Drury Becomes 2nd Democrat, Fourth State’s Attorney Candidate
Highland Park native and former federal prosecutor seeks Lake County job.
Highwood resident and Chicago lawyer Scott Drury, 37, will announce his candidacy for the Democratic nomination for Lake County state’s attorney on Monday, Aug. 8, in a continually growing field to replace incumbent Michael Waller.
Drury’s official announcement will come at a kickoff event at 6:30 p.m. Monday at Cellar Gate in Highwood followed by visits to several sites in Waukegan Tuesday.
Drury, a Highland Park native, will face Libertyville resident and Lake Forest attorney Chris Kennedy in the March 20 Democratic primary. On the Republican side, Lake Barrington resident and Waukegan attorney Bryan Winter as announced his candidacy as well as Waukegan lawyer and Gurnee resident Mike Nerheim.
While Kennedy, Winter and Nerheim have spent most of their careers practicing law in Lake County, Drury has logged most of the last eight years as an assistant U.S. attorney based in Chicago. Lake County is part of the office’s jurisdiction.
“As a federal prosecutor, it makes me the only candidate not part of the political establishment in Lake County. It will let me make changes without imperiling friendships,” Drury said. “It will let me implement the change that is necessary.”
Kennedy expressed surprise with Drury’s statement about the Lake County political establishment.
“I can’t imagine he was referring to me,” Kennedy said.
Waller, a Republican, has been in office 22 years. Kennedy said he is a lifelong Democrat, and has lived in Libertyville since 1992.
Nerheim, one of the Republican candidates, touts his background as an assistant Lake County’s state’s attorney as well as his work on behalf of criminal defendants in the Waukegan courthouse.
“Like him (Drury), I’m a political outsider,” said Nerheim, who has not run for office before.
“Experience in the Lake County Courthouse is important," he continued. "The job of an assistant Lake County state’s attorney is very different from an assistant United States attorney.”
Winter is on vacation and was unable to respond to Patch.
Drury Touts Supervisory Experience
All four candidates have solid background as lawyers with three working as prosecutors — Drury, Kennedy and Nerheim. Drury believes his supervisory efforts as lead prosecutor in a number of cases helps qualify him for the job.

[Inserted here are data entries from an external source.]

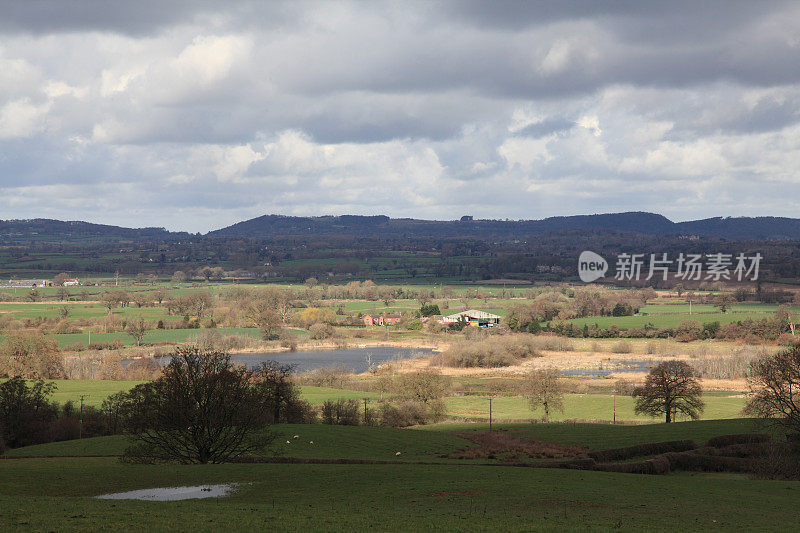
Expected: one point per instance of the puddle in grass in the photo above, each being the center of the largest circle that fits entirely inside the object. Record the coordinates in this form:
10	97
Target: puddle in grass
168	494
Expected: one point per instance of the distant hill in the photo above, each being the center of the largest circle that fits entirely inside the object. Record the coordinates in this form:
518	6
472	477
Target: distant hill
47	230
272	226
738	228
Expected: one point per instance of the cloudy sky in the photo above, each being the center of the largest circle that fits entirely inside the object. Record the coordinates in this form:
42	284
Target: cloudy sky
195	115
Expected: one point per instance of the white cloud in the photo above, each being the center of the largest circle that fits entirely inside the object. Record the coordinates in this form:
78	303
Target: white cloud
208	116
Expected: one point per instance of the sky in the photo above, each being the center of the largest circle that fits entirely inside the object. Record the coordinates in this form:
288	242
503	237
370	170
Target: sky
193	115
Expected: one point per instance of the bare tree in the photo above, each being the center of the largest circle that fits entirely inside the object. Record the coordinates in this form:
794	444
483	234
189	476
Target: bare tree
202	409
775	389
724	301
542	389
137	329
670	388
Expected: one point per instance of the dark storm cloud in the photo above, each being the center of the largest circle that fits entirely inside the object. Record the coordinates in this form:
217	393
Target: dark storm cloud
198	114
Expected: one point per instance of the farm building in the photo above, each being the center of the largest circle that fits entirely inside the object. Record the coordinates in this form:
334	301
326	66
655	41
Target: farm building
473	317
29	283
381	320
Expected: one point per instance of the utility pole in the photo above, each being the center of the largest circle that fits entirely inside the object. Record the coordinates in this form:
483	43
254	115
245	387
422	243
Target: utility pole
80	422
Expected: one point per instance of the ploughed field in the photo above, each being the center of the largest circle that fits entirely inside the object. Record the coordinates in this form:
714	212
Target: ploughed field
421	489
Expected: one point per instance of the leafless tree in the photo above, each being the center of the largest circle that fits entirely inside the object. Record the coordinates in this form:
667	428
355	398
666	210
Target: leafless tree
542	389
137	329
670	388
775	389
202	409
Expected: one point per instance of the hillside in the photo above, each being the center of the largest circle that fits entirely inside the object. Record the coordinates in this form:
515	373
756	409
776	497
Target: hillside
47	230
739	228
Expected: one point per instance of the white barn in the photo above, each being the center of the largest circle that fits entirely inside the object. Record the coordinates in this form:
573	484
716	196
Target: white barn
474	317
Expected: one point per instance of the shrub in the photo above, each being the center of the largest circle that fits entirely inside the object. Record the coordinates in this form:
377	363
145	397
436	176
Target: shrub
709	463
656	465
740	438
622	347
227	407
319	331
639	450
30	355
404	414
489	353
340	412
336	376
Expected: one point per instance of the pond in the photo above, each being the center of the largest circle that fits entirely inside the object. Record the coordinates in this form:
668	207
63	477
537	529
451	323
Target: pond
354	359
168	494
606	369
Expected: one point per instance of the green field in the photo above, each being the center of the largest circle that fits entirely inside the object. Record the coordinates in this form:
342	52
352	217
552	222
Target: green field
56	493
667	320
151	337
97	390
581	407
576	406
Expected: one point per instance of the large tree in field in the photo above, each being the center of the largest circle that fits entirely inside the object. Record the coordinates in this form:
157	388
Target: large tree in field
775	389
670	388
202	409
542	389
137	329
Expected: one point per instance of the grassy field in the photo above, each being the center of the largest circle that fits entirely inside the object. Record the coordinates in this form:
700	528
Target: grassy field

“As a first chair on trials, I oversaw the work of investigators, agents and other assistant U.S. attorneys,” Drury said. “The state’s attorney is a policymaker.”
Kennedy has made the centerpiece of his campaign the creation of a conviction integrity unit to make better use of DNA evidence in the aftermath of the Jerry Hobbs case. Winter agrees it is a good idea; Nerheim would appoint a blue-ribbon panel to guard against similar injustices.
Hobbs was arrested in 2005 for the stabbing death of his 8-year-old daughter and another girl in Zion, jailed without bond and held until 2010 when he was cleared because the DNA of another suspect was found at the crime scene.
Favors Criminal Investigations
Drury would rather use the Lake County grand jury to conduct criminal investigations, the preferred method in federal prosecutions.
“When you run your investigations as a grand jury it involves more privacy. Bad information won’t get out, you won’t follow it and you won’t be stuck with it,” Drury said. “If there are questions you won’t have an innocent man in jail. That is your job.”
Drury attended the University of California at Berkeley where he was a cum laude graduate in 1995. He also graduated with honors from the Northwestern University Law School in 1998.
He worked for the Chicago law firm Holleb & Coff, joined Sachnoff & Weaver a year later and went to the U.S. Attorney’s Office in 2003. In June, he returned to Sachnoff & Weaver’s successor, Reed Smith.